Intel Xeon Phi Performance
Throughout its press day, Intel repeated over and over the importance of optimized core when comparing the performance of a CPU to an accelerator. One of the company's first examples involved a bit of Fortran code. First, we saw results from the unoptimized single-threaded code, followed by a simple Xeon Phi port. The difference showed the Phi to be somewhere around 300x faster. Then, the Intel team demonstrated why its first comparison was flawed. When the same code was re-run on dual Xeon E5s, the Phi was only about twice as fast.
The purpose of this exercise seemed to be expectation management. It's in the best interest of companies like Nvidia to run parallelized code in a single thread as a baseline, and then run the same code on a graphics processor to claim more than two orders of magnitude improvement. But if you allow optimized code to take advantage of a multi-core CPU's resources, the real delta between them is much smaller.
Then, Intel shared some of the real-world performance improvements seen from comparisons between dual-socket Xeon-based machines and Xeon Phi.
Financial services professionals are probably salivating at these numbers. Monte Carlo models are often used to solve problems using a bunch of unknown inputs and probability. I've personally used them to suggest the risk and financial impact of large projects and product programs. And, after the 2001 dot-com crash, Black-Scholes became a preferred option valuation method. This was a huge deal in the mid-2000s because Silicon Valley companies that gave employees options instead of higher salaries were under increased pressure to pin a value on those options.

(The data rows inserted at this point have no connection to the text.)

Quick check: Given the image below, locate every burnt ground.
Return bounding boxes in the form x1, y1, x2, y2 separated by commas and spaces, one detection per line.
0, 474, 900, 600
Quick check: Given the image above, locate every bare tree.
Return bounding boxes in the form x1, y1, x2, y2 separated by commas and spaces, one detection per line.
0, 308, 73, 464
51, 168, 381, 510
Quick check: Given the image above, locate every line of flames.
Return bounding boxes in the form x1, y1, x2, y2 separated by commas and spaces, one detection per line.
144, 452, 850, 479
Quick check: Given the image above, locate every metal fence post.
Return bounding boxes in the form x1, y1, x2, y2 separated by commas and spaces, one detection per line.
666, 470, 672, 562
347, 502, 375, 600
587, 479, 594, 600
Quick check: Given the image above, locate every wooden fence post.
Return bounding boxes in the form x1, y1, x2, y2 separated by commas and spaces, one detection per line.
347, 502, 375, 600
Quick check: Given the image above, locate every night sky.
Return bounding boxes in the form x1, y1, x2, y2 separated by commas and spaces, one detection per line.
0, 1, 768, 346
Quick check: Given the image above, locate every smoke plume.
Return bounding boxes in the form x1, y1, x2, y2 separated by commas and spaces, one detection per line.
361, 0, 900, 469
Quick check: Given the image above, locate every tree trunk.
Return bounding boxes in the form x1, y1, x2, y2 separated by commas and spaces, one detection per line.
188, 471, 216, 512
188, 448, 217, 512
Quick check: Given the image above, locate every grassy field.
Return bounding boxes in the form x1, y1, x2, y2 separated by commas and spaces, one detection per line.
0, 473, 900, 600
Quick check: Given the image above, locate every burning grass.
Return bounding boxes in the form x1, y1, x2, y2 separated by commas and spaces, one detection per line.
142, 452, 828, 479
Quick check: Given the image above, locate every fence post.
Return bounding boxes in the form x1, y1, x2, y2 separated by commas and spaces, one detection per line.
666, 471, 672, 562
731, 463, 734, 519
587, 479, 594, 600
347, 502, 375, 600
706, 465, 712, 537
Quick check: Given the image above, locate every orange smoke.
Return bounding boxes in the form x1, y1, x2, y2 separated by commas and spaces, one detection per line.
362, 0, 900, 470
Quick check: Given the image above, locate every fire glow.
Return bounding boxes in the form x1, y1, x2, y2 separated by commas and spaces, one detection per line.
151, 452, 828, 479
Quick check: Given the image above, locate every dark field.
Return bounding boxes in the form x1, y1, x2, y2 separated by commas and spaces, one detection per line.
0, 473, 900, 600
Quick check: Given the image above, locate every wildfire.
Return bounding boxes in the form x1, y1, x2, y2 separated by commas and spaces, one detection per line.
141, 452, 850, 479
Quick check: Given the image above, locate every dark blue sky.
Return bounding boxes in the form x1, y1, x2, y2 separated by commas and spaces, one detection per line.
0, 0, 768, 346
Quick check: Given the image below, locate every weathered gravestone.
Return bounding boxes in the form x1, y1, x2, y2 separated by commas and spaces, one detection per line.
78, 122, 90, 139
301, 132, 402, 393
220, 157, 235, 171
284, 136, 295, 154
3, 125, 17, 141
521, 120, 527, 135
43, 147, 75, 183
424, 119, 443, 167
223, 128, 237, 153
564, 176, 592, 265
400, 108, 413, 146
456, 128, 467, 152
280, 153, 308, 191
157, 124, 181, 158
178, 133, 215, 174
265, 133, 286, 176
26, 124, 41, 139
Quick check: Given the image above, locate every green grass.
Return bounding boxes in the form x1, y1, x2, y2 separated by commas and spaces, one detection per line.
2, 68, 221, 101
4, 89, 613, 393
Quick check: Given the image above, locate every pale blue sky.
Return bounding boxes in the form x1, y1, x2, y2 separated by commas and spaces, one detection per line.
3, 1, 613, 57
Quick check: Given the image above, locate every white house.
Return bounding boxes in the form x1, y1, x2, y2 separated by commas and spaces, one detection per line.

Intel also brought in representatives from Altair, a software and technology provider, to suggest how easy it was for them to port code to the Xeon Phi architecture and show examples of workloads like crash test simulations, which generally saw a 2.5x performance improvement.
In lieu of hardware and software we can test ourselves, Intel's discussion of performance is plausible. Optimization can move the needle in one direction or the other, and certain applications are going to realize more gain from what Intel is doing with Xeon Phi than others. But, with that said, a 2-2.5x improvement seems reasonable in environments able to benefit from parallelized computing.